Así como Colombia ha tenido el triste honor de ser una potencia mundial para la producción de drogas ilícitas y de contar con el área más grande del mundo sembrada con cultivos de coca —alcanzando las 171.000 hectáreas en diciembre de 2017, que representan el 70% de la coca de todo el planeta, según datos de la época del sistema integrado de monitoreo de cultivos ilícitos (SIMCI)—, también ha tenido avances notables, tanto en su erradicación manual como química.
No obstante los avances que ha tenido el país en materia de erradicación de cultivos, no ha sido capaz de superar la capacidad operativa y financiera de las mafias del narcotráfico para resembrar. Cito como ejemplo a Antioquia, en donde hemos tenido incremento de áreas cultivadas con coca por encima del 250% en un solo año a pesar de haber tenido cifras récord en materia de erradicación. Parece una carrera entre una tortuga y una liebre.

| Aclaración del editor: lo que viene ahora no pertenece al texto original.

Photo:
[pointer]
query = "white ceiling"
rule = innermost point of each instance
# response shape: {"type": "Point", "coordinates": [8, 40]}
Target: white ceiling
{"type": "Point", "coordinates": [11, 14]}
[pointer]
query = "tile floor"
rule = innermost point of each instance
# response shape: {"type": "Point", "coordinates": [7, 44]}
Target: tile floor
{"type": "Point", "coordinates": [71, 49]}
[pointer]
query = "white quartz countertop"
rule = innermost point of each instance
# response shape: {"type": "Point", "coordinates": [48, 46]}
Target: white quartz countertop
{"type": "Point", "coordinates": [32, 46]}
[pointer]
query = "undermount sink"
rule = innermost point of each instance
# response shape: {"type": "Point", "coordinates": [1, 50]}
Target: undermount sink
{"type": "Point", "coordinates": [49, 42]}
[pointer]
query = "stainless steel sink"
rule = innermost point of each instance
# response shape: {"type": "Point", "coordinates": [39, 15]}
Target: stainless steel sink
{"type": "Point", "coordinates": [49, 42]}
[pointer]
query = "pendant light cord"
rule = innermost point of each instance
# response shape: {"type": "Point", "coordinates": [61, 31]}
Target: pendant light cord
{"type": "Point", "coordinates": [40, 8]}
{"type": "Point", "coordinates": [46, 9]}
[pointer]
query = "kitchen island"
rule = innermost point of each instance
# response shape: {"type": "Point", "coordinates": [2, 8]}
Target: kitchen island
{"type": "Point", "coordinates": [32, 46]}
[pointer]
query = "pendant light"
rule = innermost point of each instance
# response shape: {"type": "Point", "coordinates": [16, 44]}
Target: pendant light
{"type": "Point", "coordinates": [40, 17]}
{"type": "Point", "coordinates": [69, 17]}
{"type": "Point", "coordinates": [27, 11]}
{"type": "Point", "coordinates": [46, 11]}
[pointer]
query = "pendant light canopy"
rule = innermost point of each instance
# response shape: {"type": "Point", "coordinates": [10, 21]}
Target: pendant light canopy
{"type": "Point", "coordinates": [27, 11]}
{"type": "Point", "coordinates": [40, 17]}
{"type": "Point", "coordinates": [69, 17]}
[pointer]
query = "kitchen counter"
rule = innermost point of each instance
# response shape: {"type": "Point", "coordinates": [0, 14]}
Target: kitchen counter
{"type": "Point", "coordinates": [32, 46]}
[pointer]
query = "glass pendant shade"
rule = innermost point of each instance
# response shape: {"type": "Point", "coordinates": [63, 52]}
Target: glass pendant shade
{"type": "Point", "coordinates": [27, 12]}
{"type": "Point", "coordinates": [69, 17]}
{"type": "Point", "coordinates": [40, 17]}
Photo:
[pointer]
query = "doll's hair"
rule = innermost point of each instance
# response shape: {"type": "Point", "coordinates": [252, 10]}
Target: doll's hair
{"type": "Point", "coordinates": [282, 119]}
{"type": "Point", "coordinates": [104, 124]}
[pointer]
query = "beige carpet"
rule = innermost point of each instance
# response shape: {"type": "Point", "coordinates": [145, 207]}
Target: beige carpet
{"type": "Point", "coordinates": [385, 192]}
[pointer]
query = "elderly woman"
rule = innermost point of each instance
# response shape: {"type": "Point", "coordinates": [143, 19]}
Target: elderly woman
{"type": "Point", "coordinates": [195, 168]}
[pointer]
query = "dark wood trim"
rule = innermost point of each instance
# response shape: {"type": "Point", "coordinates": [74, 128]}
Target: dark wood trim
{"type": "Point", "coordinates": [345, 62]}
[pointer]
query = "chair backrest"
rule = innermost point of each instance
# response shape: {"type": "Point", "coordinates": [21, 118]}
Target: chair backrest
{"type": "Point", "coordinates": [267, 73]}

En tales circunstancias es indiscutible que la batalla de los narcocultivos la está ganando la ilegalidad; que los métodos socorridos por la institucionalidad no han funcionado, razón por la cual se puede afirmar que es necesario cambiar de manera radical las estrategias de combate.
Los cultivos ilícitos existen porque hay una lógica económica y productiva que los hace posibles y de cierta manera competitivos. Si los queremos sustituir se hace necesario comprender esa lógica y proponer, no solo cambio de cultivos, sino un cambio radical de sistemas productivos en las áreas de cultivos, que impliquen cultivos competitivos en el mercado internacional, capacidad de transformación y valor agregado, métodos de financiación anticipada de las cosechas, asistencia técnica e infraestructura.
Esta combinación virtuosa es la que yo denominaría sistemas productivos alternativos capaces de competir con una empresa criminal en cuya esencia hay una racionalidad económica que no hemos podido comprender y la cual no será erradicada a punta de glifosato.